Cybersecurity mesh facilitates scalable, flexible, and reliable means to ensure cybersecurity across all levels to protect your processes, people, and infrastructure. Considering that a vast majority of assets now exist outside the traditional security perimeter, a cybersecurity mesh helps you stretch its boundaries to build it around an individual’s identity. So rather than having one large perimeter to protect all devices or nodes within a ‘traditional’ network, we now create small, individual perimeters around every access point to heighten its security. A centralized point of authority will manage all the perimeters to ensure there are no breaches.

Key benefits

Cybersecurity mesh helps you adopt an interchangeable, responsive security approach that stops threat actors from exploiting the weaker links within a network to get into the bigger network. When employed correctly, cybersecurity mesh offers the following benefits:

  1. Cybersecurity mesh will support more than 50% of IAM requests by 2025

As traditional security models evolve, enterprises will now rely on cybersecurity mesh to ensure complete security. Identity and Access Management has been a bit of a challenge for enterprises for some time now. Akif Khan, Senior Director Analyst, Gartner, elaborates, “IAM challenges have become increasingly complex and many organizations lack the skills and resources to manage effectively. Leaders must improve their approaches to identity proofing, develop stronger vendor management skills and mitigate the risks of an increasingly remote workforce.”

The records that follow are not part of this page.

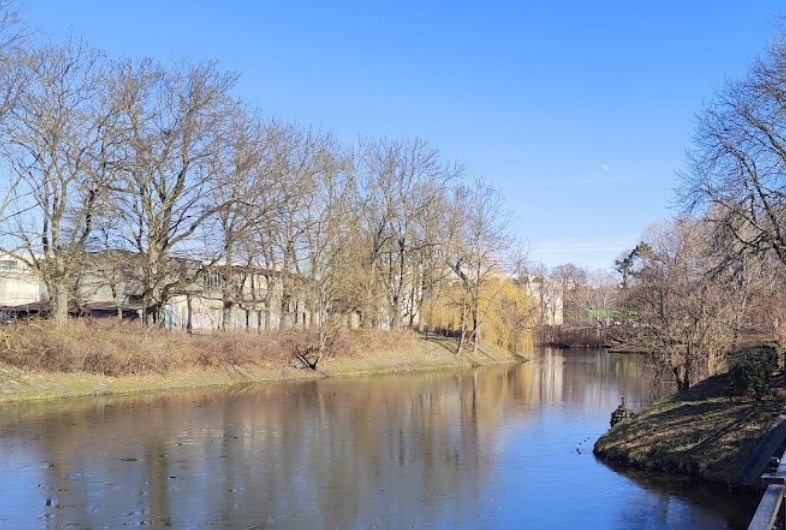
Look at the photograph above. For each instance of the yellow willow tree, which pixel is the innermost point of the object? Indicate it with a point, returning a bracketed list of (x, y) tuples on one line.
[(509, 312)]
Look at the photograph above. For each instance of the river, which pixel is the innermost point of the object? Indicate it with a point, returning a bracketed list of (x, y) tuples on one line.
[(492, 447)]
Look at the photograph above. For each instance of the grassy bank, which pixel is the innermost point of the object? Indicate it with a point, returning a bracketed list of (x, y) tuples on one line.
[(39, 360), (706, 432)]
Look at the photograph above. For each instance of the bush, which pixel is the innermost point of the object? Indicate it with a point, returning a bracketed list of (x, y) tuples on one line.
[(751, 369)]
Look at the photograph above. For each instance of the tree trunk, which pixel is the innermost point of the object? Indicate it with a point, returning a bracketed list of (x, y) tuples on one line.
[(58, 300)]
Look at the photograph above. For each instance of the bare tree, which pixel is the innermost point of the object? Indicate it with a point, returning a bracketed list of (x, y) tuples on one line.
[(686, 316), (170, 132), (402, 181), (736, 175), (477, 242), (55, 147)]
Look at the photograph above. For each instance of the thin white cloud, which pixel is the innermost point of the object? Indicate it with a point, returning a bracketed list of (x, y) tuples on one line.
[(566, 181)]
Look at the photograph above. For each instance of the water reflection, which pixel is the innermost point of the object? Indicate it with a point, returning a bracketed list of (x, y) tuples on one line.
[(492, 447)]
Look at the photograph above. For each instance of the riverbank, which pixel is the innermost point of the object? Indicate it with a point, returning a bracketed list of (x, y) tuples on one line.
[(705, 432), (43, 363)]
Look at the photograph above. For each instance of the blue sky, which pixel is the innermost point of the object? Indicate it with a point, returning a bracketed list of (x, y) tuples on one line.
[(579, 112)]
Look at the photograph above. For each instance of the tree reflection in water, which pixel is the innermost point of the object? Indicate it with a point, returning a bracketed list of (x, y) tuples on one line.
[(494, 446)]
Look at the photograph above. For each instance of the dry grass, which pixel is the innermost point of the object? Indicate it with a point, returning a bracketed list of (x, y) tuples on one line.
[(114, 348), (39, 360), (704, 432)]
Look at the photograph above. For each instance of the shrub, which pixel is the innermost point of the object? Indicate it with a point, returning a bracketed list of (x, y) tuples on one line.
[(751, 369)]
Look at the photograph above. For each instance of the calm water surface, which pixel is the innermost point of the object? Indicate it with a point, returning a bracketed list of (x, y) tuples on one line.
[(494, 447)]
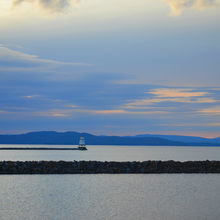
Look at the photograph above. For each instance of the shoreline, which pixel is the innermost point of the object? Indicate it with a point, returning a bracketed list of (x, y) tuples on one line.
[(98, 167), (41, 148)]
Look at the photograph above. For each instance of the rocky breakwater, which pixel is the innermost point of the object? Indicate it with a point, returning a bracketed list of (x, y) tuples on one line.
[(94, 167)]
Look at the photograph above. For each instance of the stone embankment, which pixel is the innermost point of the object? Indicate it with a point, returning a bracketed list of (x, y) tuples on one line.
[(94, 167)]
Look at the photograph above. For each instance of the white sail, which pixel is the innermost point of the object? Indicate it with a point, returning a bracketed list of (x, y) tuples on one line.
[(82, 141)]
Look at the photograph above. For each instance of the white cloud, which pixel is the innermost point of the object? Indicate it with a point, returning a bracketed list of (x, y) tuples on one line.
[(52, 6), (178, 6), (17, 58)]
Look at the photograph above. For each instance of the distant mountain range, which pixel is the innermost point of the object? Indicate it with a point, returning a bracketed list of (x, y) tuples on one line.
[(72, 138)]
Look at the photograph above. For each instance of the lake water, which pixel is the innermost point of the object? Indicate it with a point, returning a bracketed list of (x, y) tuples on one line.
[(114, 153), (106, 197), (111, 197)]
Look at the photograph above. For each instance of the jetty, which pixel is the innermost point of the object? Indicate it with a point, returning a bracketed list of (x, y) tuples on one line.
[(108, 167), (40, 148)]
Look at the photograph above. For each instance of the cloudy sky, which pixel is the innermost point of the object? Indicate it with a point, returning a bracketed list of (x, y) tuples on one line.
[(110, 67)]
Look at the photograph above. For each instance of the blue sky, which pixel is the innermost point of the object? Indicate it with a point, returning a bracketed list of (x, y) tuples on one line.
[(117, 68)]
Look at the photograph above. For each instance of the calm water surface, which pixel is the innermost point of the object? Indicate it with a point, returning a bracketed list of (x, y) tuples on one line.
[(106, 197), (115, 153)]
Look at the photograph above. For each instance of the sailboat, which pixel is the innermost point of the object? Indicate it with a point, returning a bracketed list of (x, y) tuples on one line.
[(82, 144)]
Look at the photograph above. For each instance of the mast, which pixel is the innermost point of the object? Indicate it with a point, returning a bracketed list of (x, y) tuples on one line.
[(82, 142)]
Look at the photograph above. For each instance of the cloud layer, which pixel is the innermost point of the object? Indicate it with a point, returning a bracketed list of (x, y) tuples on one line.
[(48, 5), (178, 6)]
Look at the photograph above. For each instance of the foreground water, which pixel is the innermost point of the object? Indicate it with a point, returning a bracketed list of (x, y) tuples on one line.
[(118, 197), (114, 153), (107, 197)]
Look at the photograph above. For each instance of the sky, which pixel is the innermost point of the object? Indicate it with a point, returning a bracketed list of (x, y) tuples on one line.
[(110, 67)]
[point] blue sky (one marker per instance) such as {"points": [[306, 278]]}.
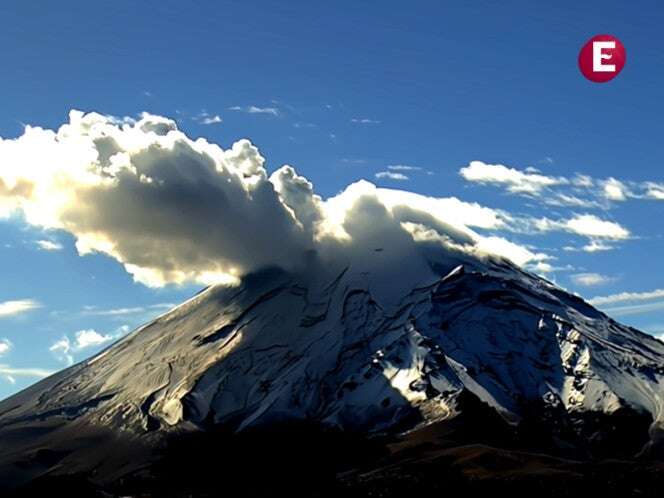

Cybersecurity mesh with its mobile, adaptive, unified access management model is expected to support more than half of all IAM requests by 2025.

  1. IAM services will be largely MSSP-driven

Considering that most organizations lack the necessary resources and expertise to plan, develop, acquire, and implement comprehensive IAM solutions, the role of managed security service providers (MSSPs) will be crucial. Where multiple functions will have to be addressed simultaneously, organizations will leverage their services.

Gartner expects 40% of IAM application convergence to be driven by MSSPs by 2023, thereby shifting power from product vendors to service partners.

  1. 30% of Enterprises will implement identity proofing tools by 2024

Vendor-provided enrollment and recovery workflows have often posed a challenge in building trust as it is difficult to differentiate genuine users and attackers. Multifactor authentication via email addresses and phone numbers has often proved to be ineffective.

Gartner predicts 30% of large enterprises will use identity-proofing tools from the beginning, embedding them into the workforce identity lifecycle processes to address these issues and make way for more robust enrollment and recovery procedures.

  1. A decentralized identity standard will manage identity data

The traditional centralized approaches have been futile in managing identity data when it comes to the three main focus areas that include privacy, assurance, and pseudonymity. A decentralized approach based on the cybersecurity mesh model and powered by blockchain ensures total privacy necessitating an absolute minimum amount of information to validate information requests.

Gartner expects the emergence of a truly global, portable decentralized identity standard by 2024 that will address identity issues at all levels – business, personal, social, societal, and identity-invisible use cases.

  1. Demographic bias will be minimized everywhere

There have been several instances of demographic bias based on race, age, gender, and other characteristics that iterated the need for document-centric identity proofing in online use cases. Face recognition algorithms became part of the ‘ID plus selfie’ to ensure identity through photo comparison of customers with the ones seen in their identity document.

However, it’s important that the face recognition process is foolproof to eliminate bias and keep damaging implications at bay. By 2022, 95% of organizations will expect vendors responsible for identity-proofing to prove that they are minimizing demographic bias.

A building block for zero-trust environments

Contrary to the traditional approach of building ‘walled cities’ around a network, cybersecurity mesh paves the path for password-protected perimeters to secure networks. Devices are allowed into the network via permission levels that are managed internally. Such an approach minimizes the risk of users’ devices or access points being hacked or compromised.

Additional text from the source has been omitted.